The life of a Home Visit Vet
I grew up with an idea of what veterinary work was like based on James Herriot’s books. I had a picture in my mind of sipping tea in lovely family homes while tending to their beloved pets, and making long-lasting relationships with all involved.
Of course, after going through vet school my eyes were opened to modern medicine and the excitement that brings. It is fast paced, dynamic and a real buzz. There is no end to what we can do for our animal friends, both medically and surgically. I began to see myself as someone from ER or Grey’s Anatomy, running around a state-of-the-art hospital yelling ‘STAT’ and being the only doctor in the western hemisphere who could possibly save little Fluffy (possibly while other ridiculously good-looking doctors swoon over me, if the aforementioned TV shows are anything to go by).
Starting practice gave me moments from each of these worlds (minus the swooning). I spent eight very rewarding years working in clinics, with the occasional home visit. Unfortunately, in clinic life home visits usually mean a pet needs to be put to sleep. In addition, to arrange a home visit a vet is required to cover the clinic hours while another goes out to the visit, so running the clinic becomes increasingly difficult if home visits are offered regularly for more routine affairs.
And then came Pawsquad! When I first came into contact with the team they explained the service they had created: each vet gets to run their own mobile clinic in their area. They help you get kitted up and find you willing customers, and days could be spent driving around visiting pets and people in their own homes, getting to spend as long as I liked with each one.
They also explained how, with the help of a great app and several exciting techy solutions, running the service would be very straightforward. Clients contact me via a direct messaging service through the app and store their pet’s details, see my calendar and even book themselves in for appointments with me. For the not-so-techy people I can be reached by e-mail or even the good old-fashioned phone.

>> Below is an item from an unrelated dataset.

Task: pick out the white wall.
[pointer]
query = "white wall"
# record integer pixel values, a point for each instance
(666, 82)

At first I was nervous without the security of the clinic walls, wonderful nurses, receptionists and other vets to help in tricky situations. How would I manage on my own?!
Well, I have been up and running for three months now, and I absolutely love it. With the Pawsquad team behind me, any fears I had of going it alone proved very much unfounded; they are with me every step of the way. It really is wonderful to be able to see animals completely relaxed in their own environment; it is also lovely seeing the relief in the owners, having avoided the dreaded car journey with their pet (especially cats!).
I like to enter a house and sit and let the cats come and explore me and my vet bag in their own time. Most cats cannot resist coming to find out what I have in there. When they are comfortable with me being around, I will start to see how they feel about this new stranger conducting a veterinary examination on them. Most are pretty obliging at this point, as long as they can have a good sniff of all the equipment first. This also gives me plenty of time to chat to the owners about all aspects of the animal’s life.
Of course there is a limit to what I can do in the home. Much as I have been pleasantly surprised at how much I can achieve (including taking blood samples from cats on their owner’s knees!), I am not going to start operating on Fluffy on your coffee table! For this I have my lovely partner practice within Edinburgh where I can send patients who need surgery, hospitalisation or diagnostics such as x-rays. Unlike James Herriot, I also have a great emergency hospital which provides out-of-hours care for my patients. I always enjoyed Herriot’s stories of being awakened at 3am to drive out into the freezing Yorkshire Dales to see a cow, but was not overly enthused by this prospect in my own professional life! This service also means that if your pet does need emergency treatment in the night, it will be carried out at a fully equipped hospital, and you can be sure you will have a well-rested vet with you for all other needs.
So I am spending my days mostly on people’s floors being climbed on by their curious cats and waggy dogs, and finding it fascinating, rewarding and very touching. It is always lovely to see how animals are often at the absolute centre of people’s lives; they certainly always have been for me!